2017-05-14 00:20:17 | 日記

話がかなりしょうもない方に逸れてしまった。

本題に戻すと、就職したのは不動産関係の会社で、従業員は200人以上の中堅企業。前回父が無理矢理決めた会社と比較すると雲泥の差。個人経営で従業員5、6人の町工場といった感じの会社だったから。しかも五十代の年配者ばかり、殆ど会話もなく苦痛を感じるほどの毎日だった。

つくづく思うのだが、いつ倒産してもおかしくないような零細企業によくもまあ押し込められるものだと。どんな会社かよくよく調べもしないですぐに飛びついて、失敗した場合その代償はすべて僕に掛かってくるというのに。この辺りは無責任という他無い。

それでこの不動産関係の会社は同年代の社員が多く、職場の雰囲気も良くて楽しく過ごす事ができた。同僚と仕事帰りによく寄り道したり、適度に遊んだりしていた。車通勤だったので呑み歩くというのはなかったが。

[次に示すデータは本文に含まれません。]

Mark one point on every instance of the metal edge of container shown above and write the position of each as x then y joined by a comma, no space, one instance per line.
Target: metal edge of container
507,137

当然家に帰る時間も遅くなったが、それでも10時くらいには帰っていた。

ところがこの帰宅時間に文句を付けて来たのがまたしても父である。僕の足音が響いて五月蝿くて眠れないと言うのだ。しかも

「何で帰りがこんなに遅いんだ!」

「仕事終わったらすぐ帰って来い!そしたらもっと早く家に戻れるだろう!」

等と嫁入り前の娘や高校生とかでもあるまいし、二十代半ばの仕事もしている男に門限つけてくるという、どこにいるんだこんな親。

そんなに早く帰宅して何して過ごせというのだ。その旨聞き返すと

「テレビでも見てればいいだろう」

もう言葉にならない。自分の部屋すら無いのだ。一人で安らげる空間が無いからこそ、外で過ごしているというのに。帰宅時間だけでなく、過ごし方まで縛ってくるとは。どうあっても僕を操り人形にしたいらしい。

結局のところ僕の人生は、父自身が満足できるように過ごせという事のようだ。

子どもは親の玩具じゃない。子どもの人生は子ども自身が満足できるかどうかが大事なのであって、親の為に生きている訳では決して無い。

当然の事ながら、この一件で一日も早く家を出たいと強く想った。